Lola’s was being readied at 13 Eastport Manor Road as Dana McCall and her team tried to answer a problem they said Eastport and Center Moriches diners know well: where to go when they want a better-than-routine night out without getting in the car and heading west or east. The project was built around that gap, with McCall saying her own experience living locally and repeatedly driving to Patchogue or the Hamptons for dinner helped shape the idea.
The restaurant was not a quick conversion. McCall and her team spent more than a year and a half developing the concept and completely renovating the space from the ground up, drawing on experience from Hamptons Catered Affairs, Long Island Lobster Bake and The Kitchen at Sportime in Quogue. That background gave the owners a base in catering, large-format events and casual dining, but Lola’s was designed to be something different: a neighborhood restaurant that could handle date nights, brunch, girls’ nights out and special occasions.
That mix is central to why the opening matters locally.

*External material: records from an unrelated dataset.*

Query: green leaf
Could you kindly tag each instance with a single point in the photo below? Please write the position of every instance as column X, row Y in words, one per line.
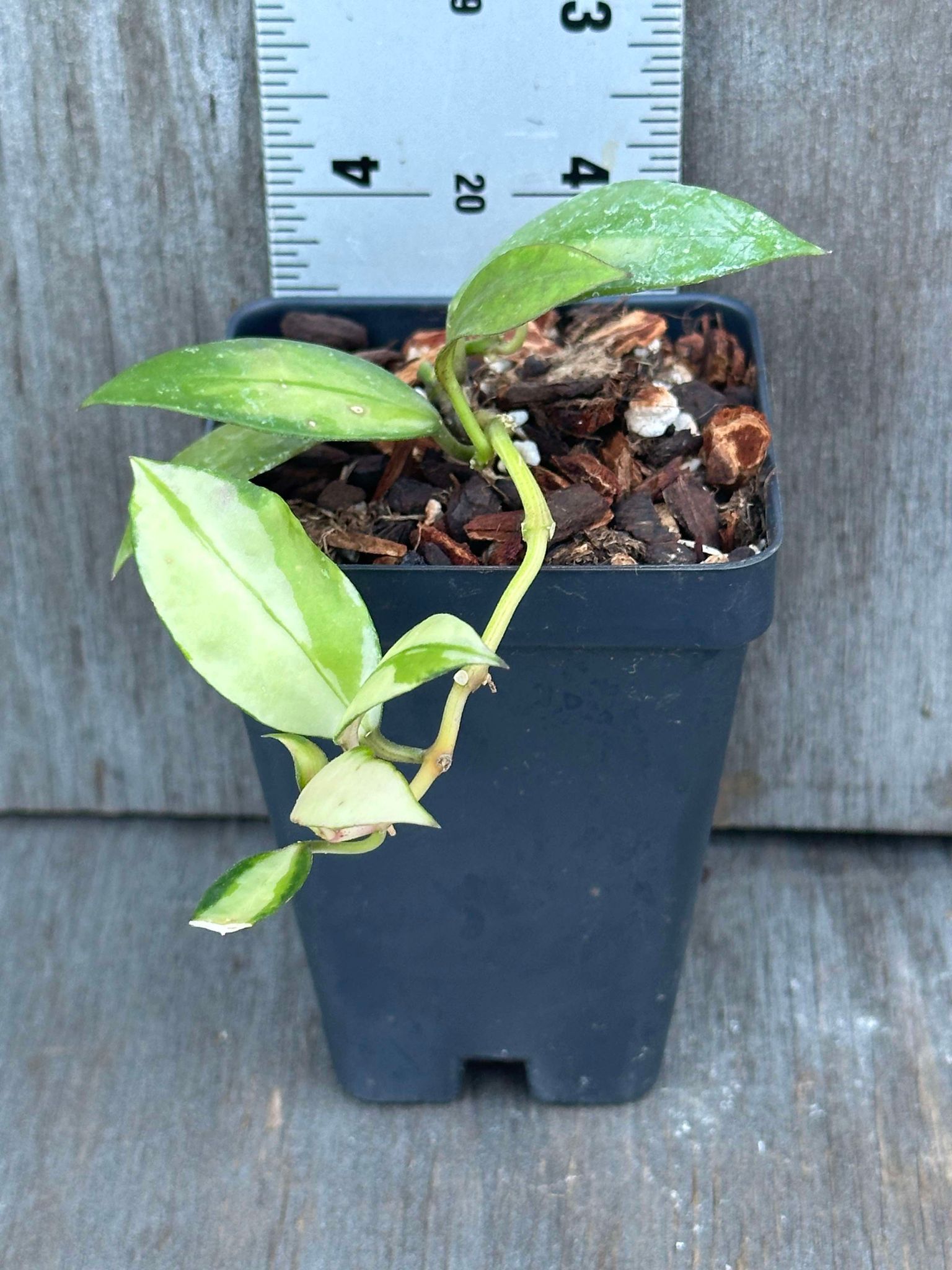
column 229, row 451
column 277, row 385
column 258, row 610
column 355, row 848
column 655, row 233
column 434, row 647
column 357, row 794
column 517, row 286
column 253, row 889
column 309, row 758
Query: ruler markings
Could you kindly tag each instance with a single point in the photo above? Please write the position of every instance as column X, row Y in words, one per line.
column 355, row 116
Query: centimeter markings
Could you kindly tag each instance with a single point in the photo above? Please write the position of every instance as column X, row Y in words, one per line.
column 400, row 143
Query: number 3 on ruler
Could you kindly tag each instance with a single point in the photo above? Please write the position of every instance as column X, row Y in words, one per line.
column 467, row 190
column 597, row 20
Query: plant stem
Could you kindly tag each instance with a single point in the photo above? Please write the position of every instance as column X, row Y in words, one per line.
column 491, row 345
column 395, row 753
column 439, row 398
column 536, row 531
column 455, row 448
column 446, row 373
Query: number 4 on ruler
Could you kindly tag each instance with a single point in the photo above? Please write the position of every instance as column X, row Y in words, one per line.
column 583, row 172
column 358, row 171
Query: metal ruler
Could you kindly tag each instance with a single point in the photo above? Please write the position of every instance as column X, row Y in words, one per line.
column 404, row 139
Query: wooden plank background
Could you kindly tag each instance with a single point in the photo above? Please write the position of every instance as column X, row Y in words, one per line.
column 168, row 1099
column 133, row 220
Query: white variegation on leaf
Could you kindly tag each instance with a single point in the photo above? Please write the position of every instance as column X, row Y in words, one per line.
column 356, row 796
column 650, row 233
column 277, row 385
column 229, row 451
column 437, row 646
column 258, row 610
column 253, row 888
column 307, row 757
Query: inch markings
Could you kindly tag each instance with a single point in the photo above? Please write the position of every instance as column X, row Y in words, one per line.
column 403, row 141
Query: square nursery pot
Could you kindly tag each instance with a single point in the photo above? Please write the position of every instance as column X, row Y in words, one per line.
column 546, row 922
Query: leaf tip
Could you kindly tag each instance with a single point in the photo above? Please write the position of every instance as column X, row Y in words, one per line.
column 221, row 928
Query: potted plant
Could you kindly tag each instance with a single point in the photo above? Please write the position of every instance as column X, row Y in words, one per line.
column 547, row 925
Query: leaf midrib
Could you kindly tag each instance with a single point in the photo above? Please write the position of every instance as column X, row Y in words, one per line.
column 211, row 546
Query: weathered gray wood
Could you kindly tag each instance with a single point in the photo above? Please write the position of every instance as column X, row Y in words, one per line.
column 838, row 123
column 133, row 220
column 167, row 1096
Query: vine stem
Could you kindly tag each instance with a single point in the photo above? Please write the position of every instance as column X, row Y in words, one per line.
column 536, row 530
column 446, row 373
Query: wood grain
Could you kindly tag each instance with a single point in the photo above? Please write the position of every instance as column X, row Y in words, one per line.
column 840, row 128
column 130, row 197
column 134, row 220
column 168, row 1101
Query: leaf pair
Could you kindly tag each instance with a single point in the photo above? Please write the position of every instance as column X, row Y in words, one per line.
column 277, row 628
column 276, row 399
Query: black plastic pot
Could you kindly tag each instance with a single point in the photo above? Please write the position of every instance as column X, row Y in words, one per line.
column 546, row 922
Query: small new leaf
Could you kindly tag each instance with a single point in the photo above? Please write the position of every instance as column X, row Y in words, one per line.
column 653, row 233
column 357, row 794
column 516, row 286
column 229, row 451
column 434, row 647
column 258, row 610
column 355, row 848
column 277, row 385
column 253, row 889
column 307, row 757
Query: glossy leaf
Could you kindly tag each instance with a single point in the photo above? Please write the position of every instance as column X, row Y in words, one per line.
column 655, row 233
column 229, row 451
column 277, row 385
column 434, row 647
column 307, row 757
column 357, row 794
column 253, row 889
column 516, row 286
column 258, row 610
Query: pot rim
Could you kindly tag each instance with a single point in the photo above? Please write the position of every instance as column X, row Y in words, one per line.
column 681, row 303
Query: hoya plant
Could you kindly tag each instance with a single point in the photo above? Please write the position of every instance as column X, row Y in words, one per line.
column 268, row 619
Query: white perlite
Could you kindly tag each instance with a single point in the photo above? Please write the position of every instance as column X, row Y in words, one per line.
column 651, row 411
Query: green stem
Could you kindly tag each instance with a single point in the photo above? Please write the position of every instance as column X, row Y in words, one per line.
column 439, row 398
column 490, row 346
column 395, row 753
column 464, row 411
column 455, row 448
column 536, row 531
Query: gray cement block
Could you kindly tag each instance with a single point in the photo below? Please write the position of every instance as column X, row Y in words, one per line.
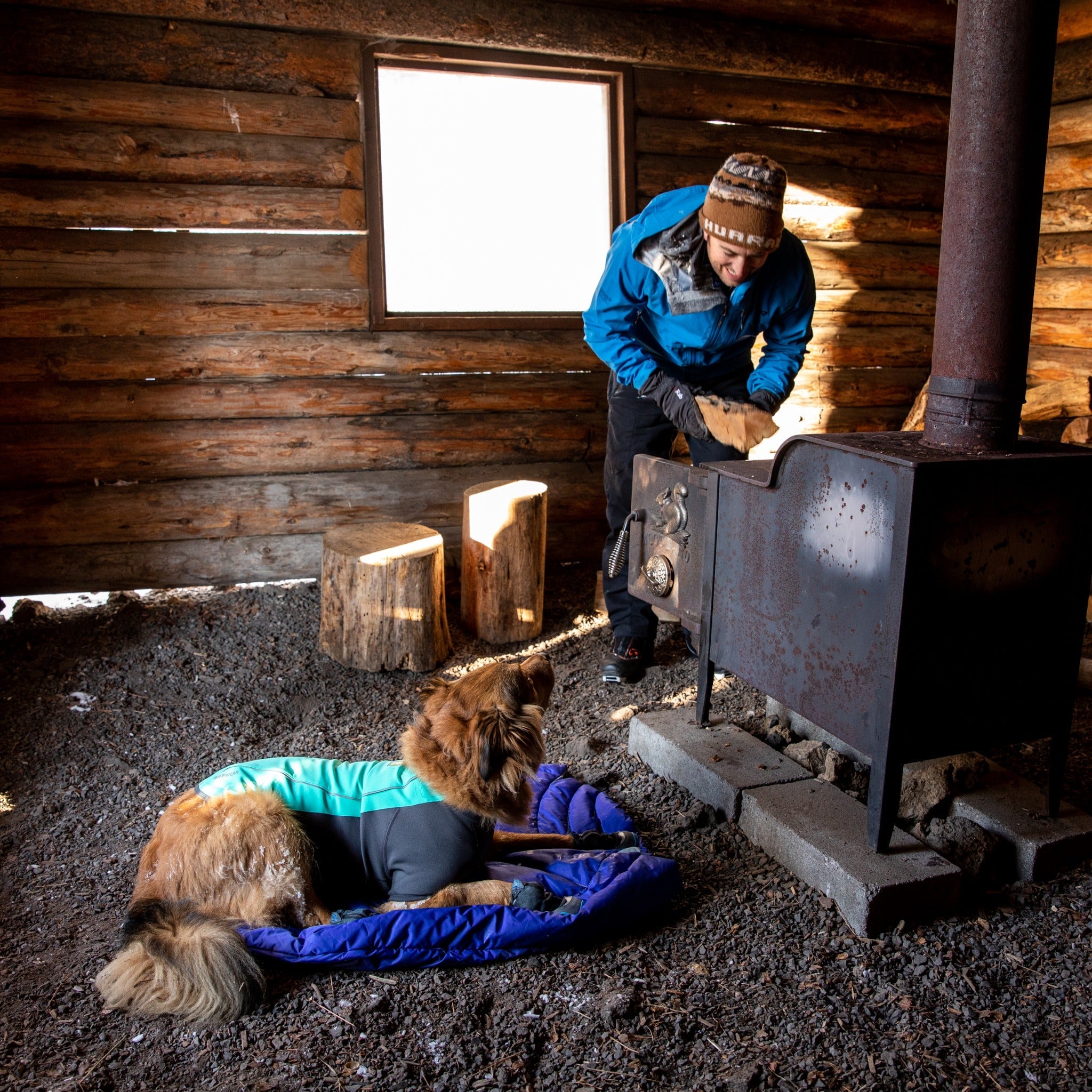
column 714, row 765
column 820, row 833
column 1015, row 809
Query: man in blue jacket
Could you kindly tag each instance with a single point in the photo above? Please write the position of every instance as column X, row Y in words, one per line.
column 688, row 285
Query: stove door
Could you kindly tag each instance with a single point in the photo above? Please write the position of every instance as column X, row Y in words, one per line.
column 667, row 549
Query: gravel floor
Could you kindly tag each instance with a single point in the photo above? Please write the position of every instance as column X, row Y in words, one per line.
column 747, row 979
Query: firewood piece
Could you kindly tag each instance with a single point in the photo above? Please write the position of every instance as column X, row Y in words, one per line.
column 504, row 559
column 382, row 598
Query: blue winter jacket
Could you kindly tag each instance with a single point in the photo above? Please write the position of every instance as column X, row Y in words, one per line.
column 660, row 305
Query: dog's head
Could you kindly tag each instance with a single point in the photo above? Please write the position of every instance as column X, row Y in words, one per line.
column 478, row 741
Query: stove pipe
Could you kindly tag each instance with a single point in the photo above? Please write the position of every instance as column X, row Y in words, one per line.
column 1000, row 109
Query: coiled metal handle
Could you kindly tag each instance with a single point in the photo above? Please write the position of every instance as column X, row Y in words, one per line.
column 619, row 554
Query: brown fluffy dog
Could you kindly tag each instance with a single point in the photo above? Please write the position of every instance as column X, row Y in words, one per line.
column 213, row 864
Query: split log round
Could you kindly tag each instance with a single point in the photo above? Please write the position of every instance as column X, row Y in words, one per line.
column 382, row 598
column 504, row 560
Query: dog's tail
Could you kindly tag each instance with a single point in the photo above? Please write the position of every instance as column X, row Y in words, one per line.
column 180, row 961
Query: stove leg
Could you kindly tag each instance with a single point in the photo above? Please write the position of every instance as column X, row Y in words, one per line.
column 885, row 786
column 1059, row 749
column 704, row 679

Eastport sits in a stretch of Suffolk County where residents often have to weigh convenience against variety, and McCall’s pitch suggests Lola’s is meant to narrow that tradeoff. Instead of making locals choose between a long drive and settling for fewer options close to home, the restaurant aims to give families, couples and commuters a place to plan around in their own community. The owners said the response from the area had already been strong, a sign they believe the demand they see is shared by others nearby.

The space itself was being shaped to reinforce that role. McCall’s goal was a stylish, welcoming room that felt like a neighborhood anchor rather than a one-time novelty, the kind of place people return to for everyday celebrations as much as special occasions. As the East End dining scene continues to evolve, Lola’s was positioning itself as part of a broader shift: more local restaurants, more reasons to stay close to home, and fewer excuses to make the drive out of town for a nicer dinner.